To enhance efficiency during live grading sessions and eliminate the need for manual data entry, I created a web application. This application leverages a Spring and PostgreSQL backend (utilizing Hibernate ORM) alongside an Angular frontend. These technologies were chosen based on my familiarity with them as a software engineer. The interface allows for project creation and rubric setup, empowering assessors to efficiently evaluate student work during presentations. For instance:

After grading, a score overview for the different groups is automatically generated. This score overview is generated based on the criteria that the evaluators have selected. The professor and TAs assigned weights to every criterion a priori.

Following assessment, an automatic score overview for different student groups is generated according to the predefined criteria and weights assigned by the professor and TAs.

In cases where the default weighted sum of scores proved inadequate, a script could be devised to compute scores using an alternative formula. We opted for a straightforward arithmetic language due to constraints, such as limited resources on the VM running the web application. A sample script might resemble:

c1r1 = [Validation approach/Splitting and validation]
c1r2 = [Validation approach/Avoid data leakage]
c1 = 2 * $c1r1 + 1 * $c1r2
1 * $c1

When we run this script for a group, it first extracts the values for the criteria "Splitting and validation" and "Avoid data leakage" into two variables. The values in these variables correspond to the a priori weights for each tick box that grades could select. For example, if the students did not account for data leakage, the value of $c1r2 could be 0, indicating that they did not get a score for that criterion. In the above example, setting up a correct train-validate-test split is twice as important as accounting for data leakage, because c1 = 2 * $c1r1 + 1 * $c1r2. The final line in the script must be an expression that computes the final score for a group.

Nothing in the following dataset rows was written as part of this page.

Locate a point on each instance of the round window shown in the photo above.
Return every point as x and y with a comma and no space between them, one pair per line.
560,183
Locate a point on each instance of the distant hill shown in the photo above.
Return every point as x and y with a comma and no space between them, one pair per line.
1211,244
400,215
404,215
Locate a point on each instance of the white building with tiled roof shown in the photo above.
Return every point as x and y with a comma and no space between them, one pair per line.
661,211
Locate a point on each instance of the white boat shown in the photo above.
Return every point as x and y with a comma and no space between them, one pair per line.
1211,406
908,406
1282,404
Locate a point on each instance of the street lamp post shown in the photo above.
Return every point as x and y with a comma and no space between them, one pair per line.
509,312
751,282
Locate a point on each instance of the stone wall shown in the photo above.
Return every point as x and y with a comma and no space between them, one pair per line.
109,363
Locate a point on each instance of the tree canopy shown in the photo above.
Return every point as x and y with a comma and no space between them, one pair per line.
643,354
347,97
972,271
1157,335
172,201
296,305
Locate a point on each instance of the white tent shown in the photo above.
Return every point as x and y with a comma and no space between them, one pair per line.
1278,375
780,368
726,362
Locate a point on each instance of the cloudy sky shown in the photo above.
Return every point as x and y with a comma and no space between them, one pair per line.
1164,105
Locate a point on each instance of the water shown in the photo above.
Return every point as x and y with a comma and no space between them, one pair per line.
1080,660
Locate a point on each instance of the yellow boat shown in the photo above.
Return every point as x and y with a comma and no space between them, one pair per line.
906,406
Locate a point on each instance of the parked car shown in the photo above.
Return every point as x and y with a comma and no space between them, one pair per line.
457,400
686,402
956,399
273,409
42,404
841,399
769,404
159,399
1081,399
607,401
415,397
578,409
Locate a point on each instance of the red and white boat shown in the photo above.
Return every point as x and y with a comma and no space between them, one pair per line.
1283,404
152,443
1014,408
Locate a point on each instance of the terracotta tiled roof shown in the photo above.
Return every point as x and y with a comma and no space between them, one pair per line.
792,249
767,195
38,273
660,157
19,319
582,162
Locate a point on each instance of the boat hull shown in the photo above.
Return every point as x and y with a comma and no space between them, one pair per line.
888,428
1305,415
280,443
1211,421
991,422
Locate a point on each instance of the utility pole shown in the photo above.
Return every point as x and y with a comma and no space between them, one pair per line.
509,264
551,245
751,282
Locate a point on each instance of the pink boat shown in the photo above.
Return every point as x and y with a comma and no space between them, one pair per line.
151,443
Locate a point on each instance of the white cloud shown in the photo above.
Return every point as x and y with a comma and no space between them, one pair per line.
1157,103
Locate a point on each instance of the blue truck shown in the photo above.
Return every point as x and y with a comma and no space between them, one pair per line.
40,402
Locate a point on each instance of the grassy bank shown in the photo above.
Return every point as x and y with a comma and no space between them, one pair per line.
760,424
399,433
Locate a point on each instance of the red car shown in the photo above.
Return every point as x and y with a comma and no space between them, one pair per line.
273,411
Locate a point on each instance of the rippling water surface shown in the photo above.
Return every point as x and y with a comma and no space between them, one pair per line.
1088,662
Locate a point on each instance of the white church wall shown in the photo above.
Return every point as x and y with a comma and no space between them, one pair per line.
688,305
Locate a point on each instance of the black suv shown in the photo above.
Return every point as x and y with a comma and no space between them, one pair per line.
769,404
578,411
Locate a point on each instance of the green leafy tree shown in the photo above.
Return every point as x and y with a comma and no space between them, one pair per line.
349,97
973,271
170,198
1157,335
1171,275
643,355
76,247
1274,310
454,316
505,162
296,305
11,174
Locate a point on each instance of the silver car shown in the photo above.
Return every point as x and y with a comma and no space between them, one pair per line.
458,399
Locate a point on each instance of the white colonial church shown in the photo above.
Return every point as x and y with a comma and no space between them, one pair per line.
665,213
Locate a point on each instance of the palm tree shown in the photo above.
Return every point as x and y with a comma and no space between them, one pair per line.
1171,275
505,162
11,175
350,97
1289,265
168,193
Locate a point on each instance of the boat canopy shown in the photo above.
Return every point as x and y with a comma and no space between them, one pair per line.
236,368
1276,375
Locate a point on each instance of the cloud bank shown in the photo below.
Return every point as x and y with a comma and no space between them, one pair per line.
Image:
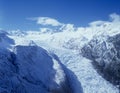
96,26
47,21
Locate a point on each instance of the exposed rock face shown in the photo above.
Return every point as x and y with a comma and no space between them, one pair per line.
104,51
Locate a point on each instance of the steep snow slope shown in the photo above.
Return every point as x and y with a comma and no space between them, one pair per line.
91,81
104,51
31,69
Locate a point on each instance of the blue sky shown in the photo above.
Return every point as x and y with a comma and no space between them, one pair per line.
14,14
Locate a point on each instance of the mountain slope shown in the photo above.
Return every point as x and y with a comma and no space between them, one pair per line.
31,69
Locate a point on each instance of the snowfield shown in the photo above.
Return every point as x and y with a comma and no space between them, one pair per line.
61,60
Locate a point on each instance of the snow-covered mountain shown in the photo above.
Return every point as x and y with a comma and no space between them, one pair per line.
31,69
104,51
87,59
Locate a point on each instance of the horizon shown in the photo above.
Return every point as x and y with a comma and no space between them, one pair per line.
18,14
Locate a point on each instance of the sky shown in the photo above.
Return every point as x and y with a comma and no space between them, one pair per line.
24,14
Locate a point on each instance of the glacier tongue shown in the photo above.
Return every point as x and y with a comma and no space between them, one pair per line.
31,69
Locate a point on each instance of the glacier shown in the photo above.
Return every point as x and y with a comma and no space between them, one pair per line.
67,59
31,69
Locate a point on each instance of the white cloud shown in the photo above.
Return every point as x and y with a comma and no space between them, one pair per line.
46,21
94,27
96,23
115,17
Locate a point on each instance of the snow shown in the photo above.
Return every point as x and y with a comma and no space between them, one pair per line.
90,80
70,71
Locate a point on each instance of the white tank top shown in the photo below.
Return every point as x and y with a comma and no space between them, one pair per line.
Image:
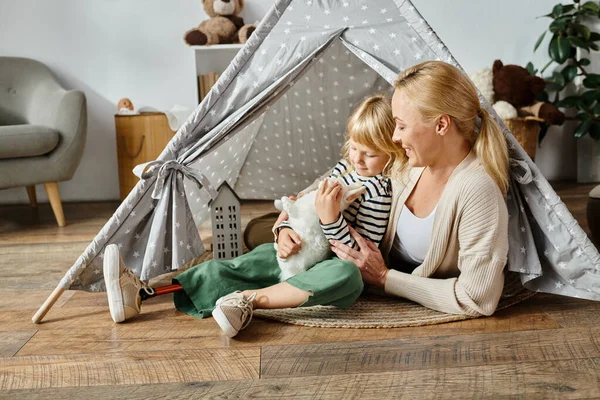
413,236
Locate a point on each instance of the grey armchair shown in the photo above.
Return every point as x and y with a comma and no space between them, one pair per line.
42,130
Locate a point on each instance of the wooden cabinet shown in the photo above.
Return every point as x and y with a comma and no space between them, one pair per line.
140,138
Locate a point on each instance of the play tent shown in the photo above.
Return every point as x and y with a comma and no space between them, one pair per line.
275,121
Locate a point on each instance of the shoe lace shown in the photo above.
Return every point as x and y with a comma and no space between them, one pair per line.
245,305
144,286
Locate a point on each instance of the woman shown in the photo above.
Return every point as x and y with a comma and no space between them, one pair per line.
446,243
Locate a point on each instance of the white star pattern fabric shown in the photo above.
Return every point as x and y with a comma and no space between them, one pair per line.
276,119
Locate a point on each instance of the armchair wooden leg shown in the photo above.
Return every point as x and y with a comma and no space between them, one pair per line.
54,197
32,196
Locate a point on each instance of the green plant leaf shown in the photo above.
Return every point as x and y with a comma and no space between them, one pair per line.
595,131
569,72
582,30
579,42
559,49
539,41
557,10
558,80
530,68
594,36
592,81
591,6
590,96
558,25
582,128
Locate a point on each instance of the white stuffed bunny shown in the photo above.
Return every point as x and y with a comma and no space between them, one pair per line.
303,219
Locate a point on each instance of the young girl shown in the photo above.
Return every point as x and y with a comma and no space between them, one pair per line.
232,289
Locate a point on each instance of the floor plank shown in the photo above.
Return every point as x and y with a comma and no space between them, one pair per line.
169,330
428,353
572,379
11,342
129,368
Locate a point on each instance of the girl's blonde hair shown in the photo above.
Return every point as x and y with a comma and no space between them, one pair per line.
372,125
437,88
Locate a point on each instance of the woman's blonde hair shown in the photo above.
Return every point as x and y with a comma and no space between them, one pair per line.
372,125
437,88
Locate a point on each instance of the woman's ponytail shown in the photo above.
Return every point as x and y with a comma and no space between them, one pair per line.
491,149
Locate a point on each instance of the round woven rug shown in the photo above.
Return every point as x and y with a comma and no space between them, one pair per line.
374,310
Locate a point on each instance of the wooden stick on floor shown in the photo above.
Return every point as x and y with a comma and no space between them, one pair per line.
41,313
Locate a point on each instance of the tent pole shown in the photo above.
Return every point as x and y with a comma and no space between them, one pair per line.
39,315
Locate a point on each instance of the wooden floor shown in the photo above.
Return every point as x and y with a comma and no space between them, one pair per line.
545,347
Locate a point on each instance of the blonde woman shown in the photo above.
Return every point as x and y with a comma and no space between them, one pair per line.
230,290
446,243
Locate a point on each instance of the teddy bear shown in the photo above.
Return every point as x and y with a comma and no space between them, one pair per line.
304,220
512,91
223,26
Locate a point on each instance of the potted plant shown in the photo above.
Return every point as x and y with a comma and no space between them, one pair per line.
570,45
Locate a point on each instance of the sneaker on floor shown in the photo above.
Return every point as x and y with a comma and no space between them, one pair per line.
234,312
122,286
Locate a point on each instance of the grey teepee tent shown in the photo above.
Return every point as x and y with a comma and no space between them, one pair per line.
275,120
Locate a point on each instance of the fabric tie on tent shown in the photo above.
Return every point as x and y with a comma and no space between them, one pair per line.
162,170
524,175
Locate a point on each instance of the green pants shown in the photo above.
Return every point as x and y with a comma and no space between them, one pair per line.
332,282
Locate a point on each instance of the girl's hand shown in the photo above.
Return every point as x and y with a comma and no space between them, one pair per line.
288,243
327,201
368,259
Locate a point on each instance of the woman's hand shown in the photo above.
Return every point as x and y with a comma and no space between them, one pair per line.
327,201
368,260
288,243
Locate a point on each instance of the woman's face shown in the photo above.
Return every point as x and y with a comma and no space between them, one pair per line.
418,138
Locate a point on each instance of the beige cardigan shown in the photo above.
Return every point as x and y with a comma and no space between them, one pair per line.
463,271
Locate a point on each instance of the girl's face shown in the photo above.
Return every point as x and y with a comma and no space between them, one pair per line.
418,138
366,161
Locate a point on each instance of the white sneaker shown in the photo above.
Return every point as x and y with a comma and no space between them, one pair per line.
234,312
122,286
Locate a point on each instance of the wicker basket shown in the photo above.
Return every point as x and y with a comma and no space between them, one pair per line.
526,131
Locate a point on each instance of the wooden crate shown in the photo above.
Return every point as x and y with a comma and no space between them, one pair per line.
140,138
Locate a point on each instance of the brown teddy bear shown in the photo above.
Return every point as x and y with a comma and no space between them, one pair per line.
515,85
224,25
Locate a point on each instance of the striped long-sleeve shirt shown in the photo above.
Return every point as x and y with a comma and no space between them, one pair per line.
368,214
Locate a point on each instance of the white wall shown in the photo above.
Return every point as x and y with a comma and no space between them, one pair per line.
117,48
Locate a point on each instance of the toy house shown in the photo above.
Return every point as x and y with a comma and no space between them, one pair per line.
226,224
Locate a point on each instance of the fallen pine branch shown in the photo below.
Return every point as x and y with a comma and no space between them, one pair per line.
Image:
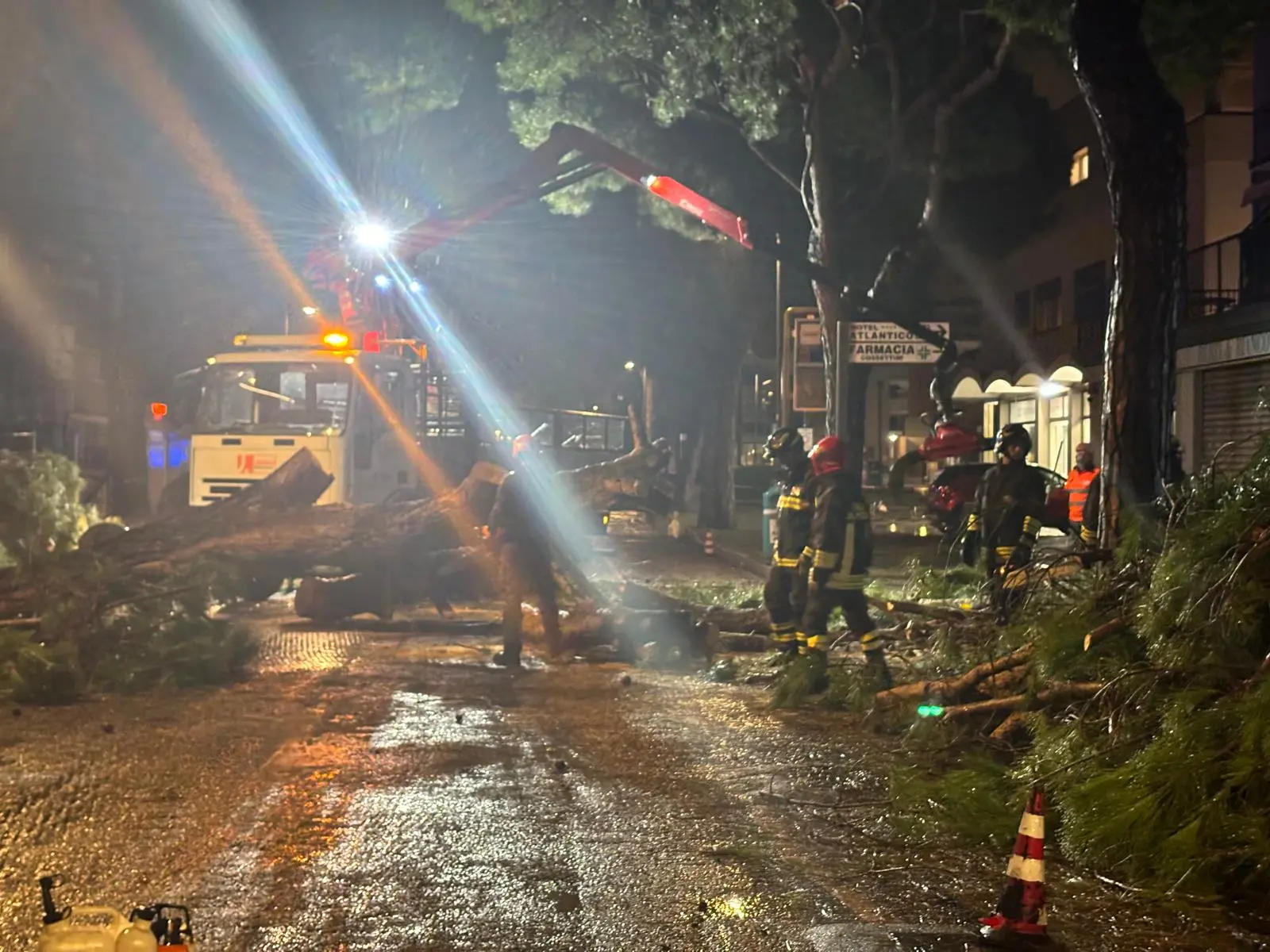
1103,631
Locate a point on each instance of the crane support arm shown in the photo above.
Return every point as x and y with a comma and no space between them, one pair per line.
572,154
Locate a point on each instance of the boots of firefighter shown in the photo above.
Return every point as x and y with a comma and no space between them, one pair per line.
785,640
818,663
552,634
510,657
876,660
876,670
512,620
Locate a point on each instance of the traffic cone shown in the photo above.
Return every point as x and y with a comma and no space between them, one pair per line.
1020,917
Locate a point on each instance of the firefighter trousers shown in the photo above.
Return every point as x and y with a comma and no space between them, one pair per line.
785,601
821,603
526,573
1003,560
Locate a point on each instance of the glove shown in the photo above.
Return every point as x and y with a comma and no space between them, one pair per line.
971,549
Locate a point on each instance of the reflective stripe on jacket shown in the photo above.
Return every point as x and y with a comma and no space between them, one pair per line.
793,518
1077,492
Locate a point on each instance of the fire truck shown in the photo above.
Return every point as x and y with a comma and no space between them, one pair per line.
359,401
262,401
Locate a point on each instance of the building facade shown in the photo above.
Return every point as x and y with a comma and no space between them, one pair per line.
1045,305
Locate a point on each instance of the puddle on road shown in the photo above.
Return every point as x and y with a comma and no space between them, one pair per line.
851,937
425,719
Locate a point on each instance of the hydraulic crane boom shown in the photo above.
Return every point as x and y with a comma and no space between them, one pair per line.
572,154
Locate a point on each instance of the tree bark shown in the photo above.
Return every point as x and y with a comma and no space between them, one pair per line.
1143,137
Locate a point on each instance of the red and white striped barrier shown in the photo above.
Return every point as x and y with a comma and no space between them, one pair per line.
1022,909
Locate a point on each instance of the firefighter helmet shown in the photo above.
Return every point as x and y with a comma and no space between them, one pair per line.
784,443
522,444
1010,436
829,456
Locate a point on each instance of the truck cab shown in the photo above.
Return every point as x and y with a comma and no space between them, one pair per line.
353,400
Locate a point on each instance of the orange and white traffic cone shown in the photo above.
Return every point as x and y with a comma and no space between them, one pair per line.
1020,917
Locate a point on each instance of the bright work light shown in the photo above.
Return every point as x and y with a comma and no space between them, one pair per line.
372,236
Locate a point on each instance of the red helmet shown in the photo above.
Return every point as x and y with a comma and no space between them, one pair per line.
829,456
522,444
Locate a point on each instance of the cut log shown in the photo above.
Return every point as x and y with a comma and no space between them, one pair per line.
895,606
952,687
1062,692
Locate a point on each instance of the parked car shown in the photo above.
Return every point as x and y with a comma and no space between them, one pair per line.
956,486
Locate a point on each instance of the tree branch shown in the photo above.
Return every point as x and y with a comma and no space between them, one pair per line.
717,113
943,122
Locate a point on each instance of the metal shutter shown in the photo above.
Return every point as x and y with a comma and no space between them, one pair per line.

This scripting language is implemented as an interpreted stack based language, utilizing an ANTLR v4 grammar. Here is a small excerpt of the grammar

grammar ScoreArithmetic;

file : line* expression EOF;

line
   : COMMENT
   | assignment
   ;

assignment
   : avariable '=' expression
   ;

After computing the scores, an Excel spreadsheet was generated with the scores for every criterion, to allow for a final check of the score computations. We also checked the variance of the scores across assessors and if objectively true or false statements were graded consistently, re-evaluating student groups if required. Along with it, a PDF with feedback was generated. These files were created automatically with iText.

Over the past several years, the course has changed and the Computer Science Engineering program has been redesigned. As a result, Themis is no longer used.